Individual in US military law

In United States military law, a convening authority is an individual with certain legal powers granted under either the Uniform Code of Military Justice (i.e. the regular military justice system) or the Military Commissions Act of 2009 (for the Guantanamo military commissions).

==Uniform Code of Military Justice==
The term convening authority is used in the Uniform Code of Military Justice (UCMJ) when referring to an individual whose function is of critical importance in the US military justice system. The persons who may exercise this authority are defined in article 22 for general court-martial, article 23 for special court-martial, and article 24 for summary court-martial. The convening authority decides on the disposition of cases to investigation and trial, and also selects the members of a court-martial.

The appointees serve as the military judge and members of the "panel", which decides the guilt or innocence of a person standing trial before the court-martial or military commission. Enlisted members on trial may demand that enlisted members be included on the panel. The court-martial then reports back to the convening authority their recommended verdict.

Unlike a civilian trial, the convening authority's "command prerogative" entitles them to amend or overturn the sentence of a court-martial.

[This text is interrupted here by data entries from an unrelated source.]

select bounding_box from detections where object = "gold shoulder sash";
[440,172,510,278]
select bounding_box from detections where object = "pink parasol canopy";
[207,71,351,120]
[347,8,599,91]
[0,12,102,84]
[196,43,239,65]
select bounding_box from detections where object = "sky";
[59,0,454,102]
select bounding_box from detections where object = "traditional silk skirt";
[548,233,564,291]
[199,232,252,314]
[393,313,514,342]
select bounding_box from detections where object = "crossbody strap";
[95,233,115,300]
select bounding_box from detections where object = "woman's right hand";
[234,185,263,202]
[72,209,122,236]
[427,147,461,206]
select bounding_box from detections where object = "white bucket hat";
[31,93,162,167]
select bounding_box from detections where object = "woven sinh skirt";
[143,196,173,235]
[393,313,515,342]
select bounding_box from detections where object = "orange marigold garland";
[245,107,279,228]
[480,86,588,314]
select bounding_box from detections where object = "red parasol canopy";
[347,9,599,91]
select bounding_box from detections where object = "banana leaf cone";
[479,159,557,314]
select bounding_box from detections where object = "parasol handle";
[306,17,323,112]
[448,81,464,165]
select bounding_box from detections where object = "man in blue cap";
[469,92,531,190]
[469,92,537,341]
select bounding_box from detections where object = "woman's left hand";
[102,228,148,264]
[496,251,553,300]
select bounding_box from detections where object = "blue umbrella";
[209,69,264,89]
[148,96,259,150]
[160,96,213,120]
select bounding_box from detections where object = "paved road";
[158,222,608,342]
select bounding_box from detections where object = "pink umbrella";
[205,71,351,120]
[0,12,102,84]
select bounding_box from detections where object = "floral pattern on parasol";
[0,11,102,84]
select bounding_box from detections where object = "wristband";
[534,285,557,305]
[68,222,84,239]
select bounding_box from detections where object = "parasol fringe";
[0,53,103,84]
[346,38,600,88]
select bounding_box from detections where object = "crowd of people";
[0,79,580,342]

However, the convening authority may not set aside a finding of not guilty or increase the severity of a recommended punishment.

While normally only exercised in practice by members of the armed forces, six civilian officials can also act as a convening authority: the President, the Secretary of Defense, the three "service secretaries" (the Secretary of the Army, Secretary of the Navy, and Secretary of the Air Force), and the Secretary of Homeland Security (when the United States Coast Guard is under the United States Department of Homeland Security and has not been transferred to the Department of the Navy under the Department of Defense).

==Military Commissions Act==
The individual in overall charge of the Guantanamo military commissions is also called the convening authority. Their position broadly mirrors the provisions found in the Uniform Code of Military Justice. The first three incumbents were civilian officials, although the first and third incumbents, John D. Altenburg and Bruce MacDonald, were retired military flag officers. Susan J. Crawford, the second convening authority, had been a long-term senior civilian lawyer for the Department of Defense, eventually serving as the Inspector General.